我讓宋星辰去幫我買點東西來,他點點頭離開了。在旁邊等候多時的侯警官顯得有些不耐煩,皺著眉頭問道:「小同志,你到底行不行啊,不行就直說,怎麼又突然搬起救兵來了?」
我解釋道:「我沒搬救兵啊,讓我朋友去買些材料而已。」
「是嗎?」侯警官將信將疑:「那你倒是說說,死亡時間是什麼時候。」
侯警官這隨口一問的問題,還真是一個難點,這三具屍體因為被冷凍過,屍僵程度和瞳孔情況是矛盾的,屍僵大概停留在一天半的狀態,瞳孔卻早已散掉了,是死亡兩天以上的特徵。
不過內臟的腐壞程度是騙不人的,我回答道:「五十四個小時以上!」
侯警官想了想,驚訝道:「臥槽,還挺准!你蒙的?」
我笑笑:「是啊!我再蒙點別的給你聽聽。」
「行,我倒要聽聽。」
我來到死者徐開福旁邊,一邊查驗一邊飛快的解釋。徐開福的死因是喉嚨上的一刀,這一刀砍得很深,砍斷了氣管和食管,從傷口走向判斷是從右往左揮的,兇手是一個右撇子。
這一刀是從正面劃的,這相當罕見,而且死者在挨這一刀的時候,處於一種毫無防備的狀態下,因為我通過聽音辨骨發現,死者當時雙手是分開的,好像是要作出一個擁抱的動作。
不過挨了這一刀之後,死者並沒有立即咽氣,他似乎相當驚恐,向後退了一步,並拿左手來抵擋。這時候兇手又砍了一刀,在他的左手大臂和小臂上各劃出一道傷口,但其實是一道傷口,把死者的胳膊屈起來就會發現,這條深及骨骼的傷其實是連成一條線的。
死者的後腦勺上有一道凹痕,是猛力向後傾倒時,在某物上撞擊出來的,這個凹痕是弧面的,感覺像是欄杆之類的東西。
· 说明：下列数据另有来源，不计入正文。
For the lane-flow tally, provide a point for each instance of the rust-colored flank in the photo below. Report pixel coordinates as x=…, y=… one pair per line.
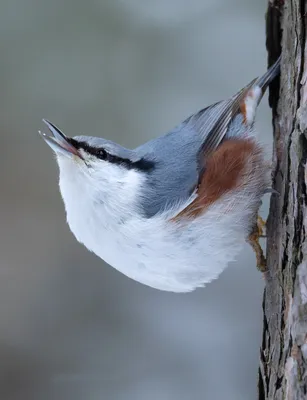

為什麼我不認為這是被棍棒擊打出來的?因為這條凹痕的受力面很均勻,處在一條水平線上,除非兇手雙手平握棍棒向前推,左右手毫不偏頗才能打出這樣的傷口。
從這條凹痕的血小板凝結程度看,是在死之前撞擊出來的。
我用聽骨木聽死者的四肢關節發現,死者在死前,雙腿呈跪姿,身體向後仰,這是一個很奇怪的動作。
中國人日常生活可沒有跪坐的習慣,除非是在床上,所以我猜,死者死的地方是一張鐵架床,他跪在床上,身體後仰,腦袋擔在床邊上。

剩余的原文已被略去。